Le scale temporali e di velocità del mondo atomico e subatomico, effettivamente, sono molto (molto) minori di quelle del mondo macroscopico. L’unità temporale “intrinseca” dell’atomo è di circa 24 attosecondi, e un attosecondo corrisponde a 10-18 secondi: un tempo davvero brevissimo, se si pensa che (all’incirca) ci sono tanti attosecondi in un secondo quanti secondi in tutta la vita dell’Universo, dal Big Bang a oggi. D’altra parte, fino a non molto tempo fa era possibile produrre impulsi di luce (i “flash” della macchina fotografica di cui sopra) non più brevi di una scala temporale dell’ordine dei femtosecondi, ovvero 10-15 secondi: anche questi molto veloci, certo, ma ben tre ordini di grandezza più lunghi rispetto alle scale temporali subatomiche. Un flash ancora insufficiente per apprezzare i movimenti e le dinamiche degli elettroni. Questa distanza appariva così incolmabile che nel 1925 Werner Heisenberg, uno dei padri della meccanica quantistica, suggerì che il periodo di rivoluzione e di rotazione dell’elettrone dovessero considerarsi a tutti gli effetti “inosservabili”, e di provare invece a stabilire una “nuova” meccanica quantistica in cui si tenessero in considerazione soltanto le relazioni tra quantità osservabili.

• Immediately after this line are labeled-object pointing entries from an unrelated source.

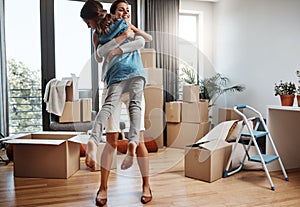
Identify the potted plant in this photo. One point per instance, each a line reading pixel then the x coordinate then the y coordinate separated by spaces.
pixel 298 88
pixel 286 91
pixel 211 88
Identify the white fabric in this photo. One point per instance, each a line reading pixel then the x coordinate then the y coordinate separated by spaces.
pixel 55 96
pixel 218 132
pixel 113 122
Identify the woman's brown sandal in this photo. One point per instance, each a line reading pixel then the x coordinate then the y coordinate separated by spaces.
pixel 146 199
pixel 100 201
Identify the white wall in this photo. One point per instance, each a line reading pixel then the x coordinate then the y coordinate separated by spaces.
pixel 257 44
pixel 205 10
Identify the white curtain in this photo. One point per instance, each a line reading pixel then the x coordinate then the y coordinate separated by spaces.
pixel 3 77
pixel 161 20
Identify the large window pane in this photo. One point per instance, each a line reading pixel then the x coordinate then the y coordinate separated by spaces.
pixel 72 43
pixel 22 33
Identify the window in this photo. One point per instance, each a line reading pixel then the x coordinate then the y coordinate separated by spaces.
pixel 189 44
pixel 23 54
pixel 72 43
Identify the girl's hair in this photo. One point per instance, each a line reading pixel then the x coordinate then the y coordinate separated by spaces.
pixel 114 5
pixel 93 9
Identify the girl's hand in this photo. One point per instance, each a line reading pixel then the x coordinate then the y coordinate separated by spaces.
pixel 116 51
pixel 129 33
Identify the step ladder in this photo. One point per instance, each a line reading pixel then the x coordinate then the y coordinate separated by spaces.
pixel 252 134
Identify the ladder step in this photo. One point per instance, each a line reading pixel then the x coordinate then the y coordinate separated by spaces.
pixel 256 134
pixel 267 158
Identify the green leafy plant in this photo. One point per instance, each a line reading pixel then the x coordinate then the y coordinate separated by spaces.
pixel 212 88
pixel 285 88
pixel 298 75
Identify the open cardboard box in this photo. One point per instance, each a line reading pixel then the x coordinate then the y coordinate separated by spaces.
pixel 207 160
pixel 46 154
pixel 84 138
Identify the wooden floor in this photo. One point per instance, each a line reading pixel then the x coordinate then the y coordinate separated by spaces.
pixel 169 187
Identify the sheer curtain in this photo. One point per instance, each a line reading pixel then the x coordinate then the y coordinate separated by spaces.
pixel 161 20
pixel 3 77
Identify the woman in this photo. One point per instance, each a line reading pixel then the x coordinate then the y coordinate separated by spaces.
pixel 120 9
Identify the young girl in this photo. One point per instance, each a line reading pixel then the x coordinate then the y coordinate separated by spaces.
pixel 122 73
pixel 120 9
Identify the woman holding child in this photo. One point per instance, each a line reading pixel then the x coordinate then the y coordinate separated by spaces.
pixel 123 73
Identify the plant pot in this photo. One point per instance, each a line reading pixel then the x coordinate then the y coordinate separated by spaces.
pixel 287 100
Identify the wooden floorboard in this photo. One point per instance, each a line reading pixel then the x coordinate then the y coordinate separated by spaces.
pixel 169 187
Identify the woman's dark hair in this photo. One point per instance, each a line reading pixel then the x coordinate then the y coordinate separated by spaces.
pixel 114 5
pixel 93 9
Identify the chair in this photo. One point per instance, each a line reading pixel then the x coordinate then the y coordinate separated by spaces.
pixel 253 135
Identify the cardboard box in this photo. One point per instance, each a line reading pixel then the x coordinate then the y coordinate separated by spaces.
pixel 86 109
pixel 191 93
pixel 208 161
pixel 154 127
pixel 196 112
pixel 154 76
pixel 173 111
pixel 84 138
pixel 71 112
pixel 182 134
pixel 46 154
pixel 154 100
pixel 148 56
pixel 227 114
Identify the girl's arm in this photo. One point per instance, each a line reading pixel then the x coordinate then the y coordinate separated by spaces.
pixel 137 44
pixel 98 58
pixel 146 36
pixel 104 50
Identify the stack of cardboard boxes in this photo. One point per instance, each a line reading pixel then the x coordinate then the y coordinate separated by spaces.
pixel 187 120
pixel 75 109
pixel 153 93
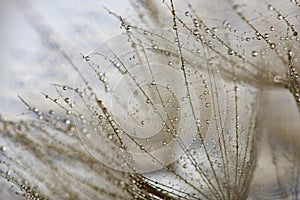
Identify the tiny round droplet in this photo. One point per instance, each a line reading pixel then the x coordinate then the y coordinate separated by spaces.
pixel 254 53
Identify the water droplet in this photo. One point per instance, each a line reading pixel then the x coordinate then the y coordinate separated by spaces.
pixel 67 100
pixel 279 16
pixel 270 7
pixel 272 45
pixel 254 53
pixel 3 148
pixel 230 52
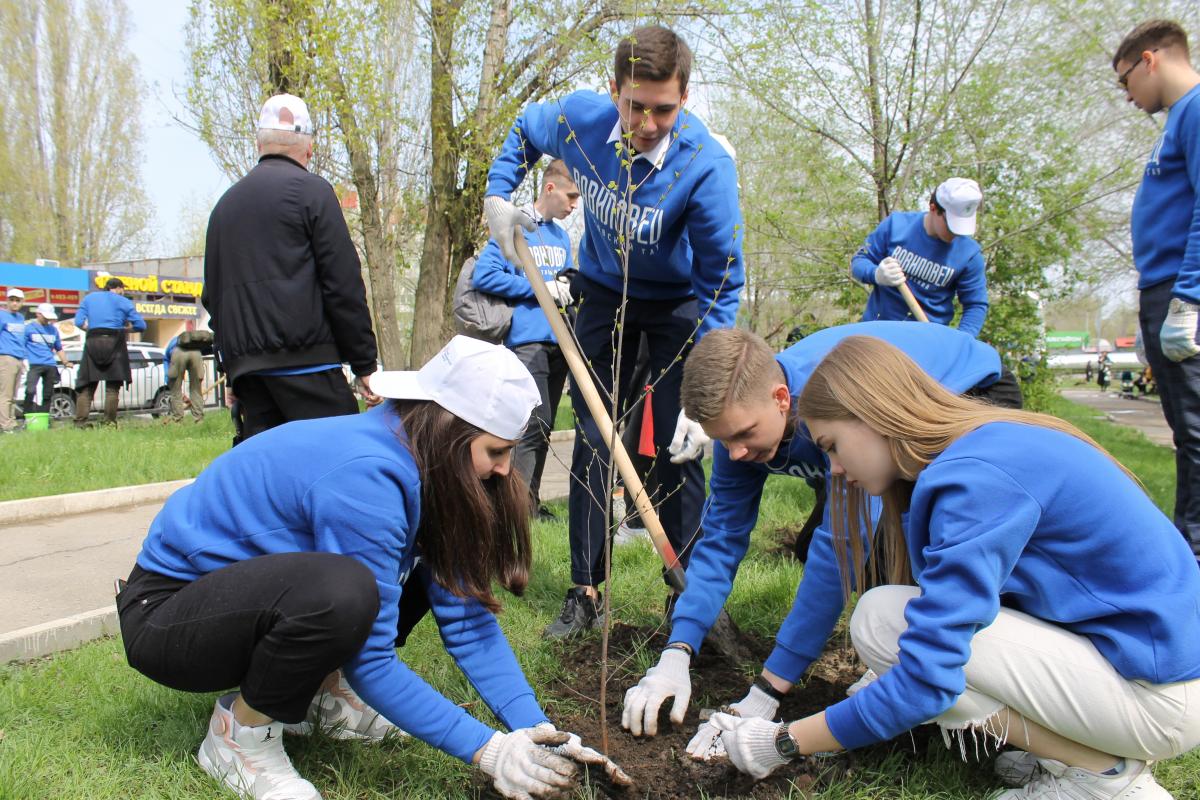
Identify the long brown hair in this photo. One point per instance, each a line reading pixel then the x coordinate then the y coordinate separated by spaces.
pixel 471 531
pixel 875 383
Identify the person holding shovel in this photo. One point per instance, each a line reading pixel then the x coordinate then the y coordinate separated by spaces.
pixel 931 254
pixel 293 570
pixel 1054 614
pixel 661 254
pixel 744 395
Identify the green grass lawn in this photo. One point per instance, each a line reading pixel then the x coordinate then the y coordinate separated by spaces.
pixel 83 725
pixel 138 451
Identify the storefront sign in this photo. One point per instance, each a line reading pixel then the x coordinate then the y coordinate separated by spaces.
pixel 167 310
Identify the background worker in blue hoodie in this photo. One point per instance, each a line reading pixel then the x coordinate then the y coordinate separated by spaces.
pixel 1055 614
pixel 12 354
pixel 744 395
pixel 293 570
pixel 661 223
pixel 43 347
pixel 1155 71
pixel 106 316
pixel 529 336
pixel 934 253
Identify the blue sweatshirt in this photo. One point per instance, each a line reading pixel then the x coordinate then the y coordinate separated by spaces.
pixel 41 343
pixel 684 226
pixel 12 334
pixel 1037 521
pixel 935 270
pixel 551 248
pixel 1165 221
pixel 955 359
pixel 108 310
pixel 287 491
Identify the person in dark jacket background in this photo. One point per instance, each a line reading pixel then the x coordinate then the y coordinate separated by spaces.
pixel 283 283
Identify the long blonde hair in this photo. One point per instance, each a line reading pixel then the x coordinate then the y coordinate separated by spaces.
pixel 875 383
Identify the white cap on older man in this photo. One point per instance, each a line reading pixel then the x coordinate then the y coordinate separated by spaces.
pixel 484 384
pixel 960 197
pixel 285 113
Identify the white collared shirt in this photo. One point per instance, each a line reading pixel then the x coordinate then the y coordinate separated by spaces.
pixel 657 156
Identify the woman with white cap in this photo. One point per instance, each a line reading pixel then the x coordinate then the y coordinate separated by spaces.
pixel 297 564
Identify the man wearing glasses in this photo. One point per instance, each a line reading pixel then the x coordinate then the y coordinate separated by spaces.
pixel 1155 71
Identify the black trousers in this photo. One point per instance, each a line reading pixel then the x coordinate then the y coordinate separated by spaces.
pixel 270 401
pixel 669 326
pixel 274 625
pixel 1179 388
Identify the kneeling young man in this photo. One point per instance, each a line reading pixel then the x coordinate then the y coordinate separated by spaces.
pixel 743 395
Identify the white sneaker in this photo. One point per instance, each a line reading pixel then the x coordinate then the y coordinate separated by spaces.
pixel 1056 781
pixel 341 714
pixel 251 762
pixel 1015 768
pixel 868 678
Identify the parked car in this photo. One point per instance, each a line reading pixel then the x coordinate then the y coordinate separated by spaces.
pixel 147 390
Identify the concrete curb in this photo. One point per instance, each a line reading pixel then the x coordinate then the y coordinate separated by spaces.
pixel 66 633
pixel 60 505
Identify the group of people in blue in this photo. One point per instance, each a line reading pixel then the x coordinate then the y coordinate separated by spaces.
pixel 1011 582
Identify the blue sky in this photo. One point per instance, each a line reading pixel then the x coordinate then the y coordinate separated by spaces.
pixel 178 173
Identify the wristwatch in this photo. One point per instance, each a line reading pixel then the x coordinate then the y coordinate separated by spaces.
pixel 785 745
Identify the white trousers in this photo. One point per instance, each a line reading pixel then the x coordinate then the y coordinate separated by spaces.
pixel 1045 673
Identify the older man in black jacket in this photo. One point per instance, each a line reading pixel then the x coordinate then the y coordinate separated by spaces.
pixel 283 284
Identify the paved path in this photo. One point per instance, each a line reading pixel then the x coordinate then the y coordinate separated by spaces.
pixel 59 567
pixel 1144 414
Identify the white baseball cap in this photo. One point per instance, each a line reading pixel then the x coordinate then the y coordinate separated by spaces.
pixel 484 384
pixel 960 197
pixel 285 113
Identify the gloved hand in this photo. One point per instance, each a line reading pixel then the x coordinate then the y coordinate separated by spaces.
pixel 706 745
pixel 669 678
pixel 689 440
pixel 889 272
pixel 503 217
pixel 750 743
pixel 575 750
pixel 1179 334
pixel 522 768
pixel 561 290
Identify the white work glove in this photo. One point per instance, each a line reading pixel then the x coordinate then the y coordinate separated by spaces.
pixel 669 678
pixel 889 272
pixel 503 217
pixel 689 440
pixel 561 290
pixel 706 745
pixel 750 743
pixel 522 767
pixel 575 750
pixel 1179 335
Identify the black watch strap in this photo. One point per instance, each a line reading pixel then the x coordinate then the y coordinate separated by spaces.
pixel 785 745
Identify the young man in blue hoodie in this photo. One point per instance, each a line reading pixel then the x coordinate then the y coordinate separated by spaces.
pixel 661 254
pixel 12 353
pixel 743 394
pixel 529 337
pixel 934 253
pixel 1153 70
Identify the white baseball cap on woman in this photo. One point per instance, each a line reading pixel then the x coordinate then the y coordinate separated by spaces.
pixel 484 384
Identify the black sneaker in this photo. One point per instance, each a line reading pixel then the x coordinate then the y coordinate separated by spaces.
pixel 580 613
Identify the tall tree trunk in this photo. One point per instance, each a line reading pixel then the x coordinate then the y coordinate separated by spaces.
pixel 429 312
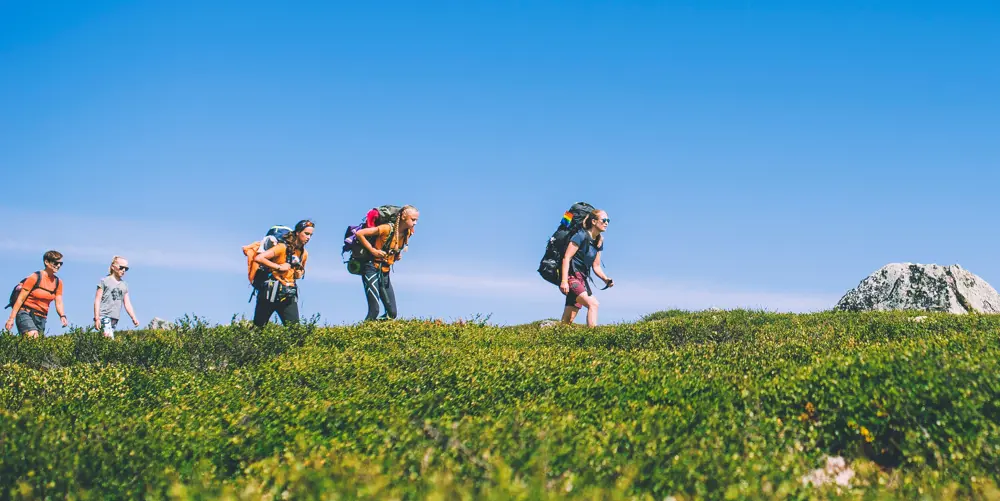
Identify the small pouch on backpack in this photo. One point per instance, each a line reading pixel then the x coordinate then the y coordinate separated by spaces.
pixel 287 293
pixel 271 288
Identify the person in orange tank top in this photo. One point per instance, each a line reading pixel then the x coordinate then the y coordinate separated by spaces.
pixel 286 263
pixel 31 308
pixel 390 242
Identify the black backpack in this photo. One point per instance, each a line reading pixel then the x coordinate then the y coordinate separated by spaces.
pixel 20 285
pixel 551 265
pixel 359 255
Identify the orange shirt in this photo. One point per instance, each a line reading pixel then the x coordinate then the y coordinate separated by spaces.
pixel 39 299
pixel 281 257
pixel 395 247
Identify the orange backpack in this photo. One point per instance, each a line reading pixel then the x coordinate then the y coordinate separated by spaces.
pixel 273 237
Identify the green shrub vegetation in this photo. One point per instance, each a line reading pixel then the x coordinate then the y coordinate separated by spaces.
pixel 689 405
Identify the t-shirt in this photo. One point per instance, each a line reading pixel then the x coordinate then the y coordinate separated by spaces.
pixel 39 299
pixel 112 297
pixel 584 258
pixel 281 257
pixel 395 247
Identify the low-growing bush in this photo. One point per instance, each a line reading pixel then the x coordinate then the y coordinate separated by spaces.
pixel 716 404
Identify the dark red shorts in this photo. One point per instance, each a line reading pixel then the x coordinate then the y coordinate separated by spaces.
pixel 577 285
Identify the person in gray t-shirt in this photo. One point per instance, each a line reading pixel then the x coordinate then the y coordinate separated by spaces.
pixel 112 294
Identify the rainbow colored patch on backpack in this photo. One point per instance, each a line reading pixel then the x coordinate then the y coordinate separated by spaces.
pixel 567 219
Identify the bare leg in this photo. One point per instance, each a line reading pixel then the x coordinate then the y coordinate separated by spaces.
pixel 569 314
pixel 591 303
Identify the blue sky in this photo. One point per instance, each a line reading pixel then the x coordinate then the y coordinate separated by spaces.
pixel 750 154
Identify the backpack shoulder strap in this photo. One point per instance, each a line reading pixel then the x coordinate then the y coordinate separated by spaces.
pixel 388 240
pixel 38 281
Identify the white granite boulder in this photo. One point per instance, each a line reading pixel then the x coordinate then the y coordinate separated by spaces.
pixel 926 287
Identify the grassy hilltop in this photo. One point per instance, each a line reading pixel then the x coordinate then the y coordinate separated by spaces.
pixel 715 405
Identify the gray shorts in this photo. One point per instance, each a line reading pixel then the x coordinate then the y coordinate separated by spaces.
pixel 28 321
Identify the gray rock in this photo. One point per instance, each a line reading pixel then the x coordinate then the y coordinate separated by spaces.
pixel 158 323
pixel 926 287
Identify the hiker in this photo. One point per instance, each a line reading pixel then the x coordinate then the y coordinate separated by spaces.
pixel 391 240
pixel 112 294
pixel 583 254
pixel 37 291
pixel 285 263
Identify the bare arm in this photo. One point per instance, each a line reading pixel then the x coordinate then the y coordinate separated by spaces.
pixel 600 271
pixel 97 307
pixel 60 310
pixel 17 307
pixel 265 260
pixel 128 309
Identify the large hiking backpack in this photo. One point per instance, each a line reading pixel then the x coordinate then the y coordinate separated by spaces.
pixel 550 267
pixel 20 286
pixel 376 216
pixel 255 274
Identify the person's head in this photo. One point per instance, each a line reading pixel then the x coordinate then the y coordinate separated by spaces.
pixel 119 266
pixel 597 219
pixel 52 260
pixel 300 236
pixel 407 218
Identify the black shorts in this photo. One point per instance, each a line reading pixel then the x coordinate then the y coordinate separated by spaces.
pixel 28 321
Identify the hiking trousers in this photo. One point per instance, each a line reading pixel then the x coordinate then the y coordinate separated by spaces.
pixel 378 287
pixel 288 311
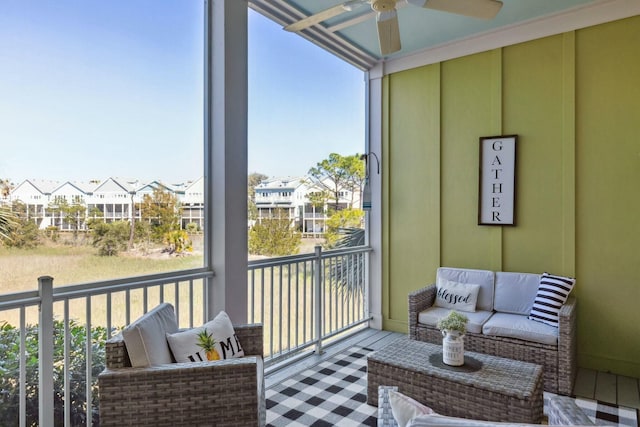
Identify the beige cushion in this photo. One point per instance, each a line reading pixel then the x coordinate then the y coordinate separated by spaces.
pixel 405 408
pixel 185 348
pixel 431 316
pixel 518 326
pixel 515 292
pixel 146 337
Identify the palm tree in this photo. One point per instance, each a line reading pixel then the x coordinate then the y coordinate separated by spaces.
pixel 348 270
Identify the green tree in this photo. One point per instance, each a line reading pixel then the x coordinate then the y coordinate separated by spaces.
pixel 162 211
pixel 274 236
pixel 110 238
pixel 338 222
pixel 21 232
pixel 75 398
pixel 178 242
pixel 338 173
pixel 253 180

I lavori di Agostini, Krausz e L’Huillier hanno cambiato questo paradigma. Ma “rompere” la barriera del femtosecondo non è stato affatto facile – e difatti è stata un’impresa da Nobel. Le basi della ricerca che ha portato a questo risultato sono state poste negli anni ottanta, quando diversi gruppi di ricerca sono riusciti a produrre ioni atomici altamente carichi, con pochi elettroni o addirittura senza alcun elettrone, mostrando che (almeno teoricamente) questo processo di ionizzazione può portare alla produzione di impulsi di luce estremamente brevi, dell’ordine, per l’appunto, degli attosecondi. Nel 1987, in particolare, L’Huillier ha scoperto che illuminando un gas nobile con luce laser gli elettroni degli atomi del gas assorbivano parte dell’energia del laser e la riemettevano in forma di luce “complessa”, ossia contenente onde luminose a diverse lunghezze d’onda, anche molto brevi. Verso la metà degli anni novanta il modello teorico era stato definito, così come tutti i passi sperimentali per la realizzazione pratica. C’era ancora bisogno, però, di un sistema per misurare la durata di questi impulsi e di un laser in grado di produrli: a occuparsene è stato il gruppo di Agostini, che sulla scorta delle scoperte di L’Huillier ha messo a punto questi strumenti e nel 2001 è riuscito a produrre (e studiare) una serie di impulsi di luce consecutivi della durata di 250 attosecondi ciascuno; il gruppo di Krausz, dal canto suo, lavorando con un setup sperimentale diverso, è riuscito a isolare un singolo impulso di luce della durata di 650 attosecondi.

“Alla scala temporale degli attosecondi – ha spiegato Olle Eriksson, fisico della Uppsaala University, in Svezia, e membro della commissione che ha assegnato il Nobel – è come se il tempo fosse fermo, e tutto fosse fermo. Tutto, eccetto gli elettroni. Si può pensare a un atomo come a una zolletta di zucchero attorno alla quale volano delle mosche, ossia gli elettroni. Alla scala temporale degli attosecondi si vedono soltanto le mosche che volano”. Più precisamente, queste tecniche non consentono di “vedere” gli elettroni, ma funzionano come una luce stroboscopica che li illumina mentre si muovono, consentendo così di studiarli nel dettaglio. A cosa serve tutto questo? Delle applicazioni di base (studio e caratterizzazione degli elettroni) abbiamo già detto; ma c’è dell’altro: “Ci sono applicazioni molto più pratiche in arrivo – ha commentato la stessa L’Huillier – La luce che produciamo è utile anche per l’industria dei semiconduttori, come strumento di imaging”. Ovvero ricadute nel campo della diagnostica medica, per esempio per identificare molecole diverse – nella microelettronica e in chissà cos’altro.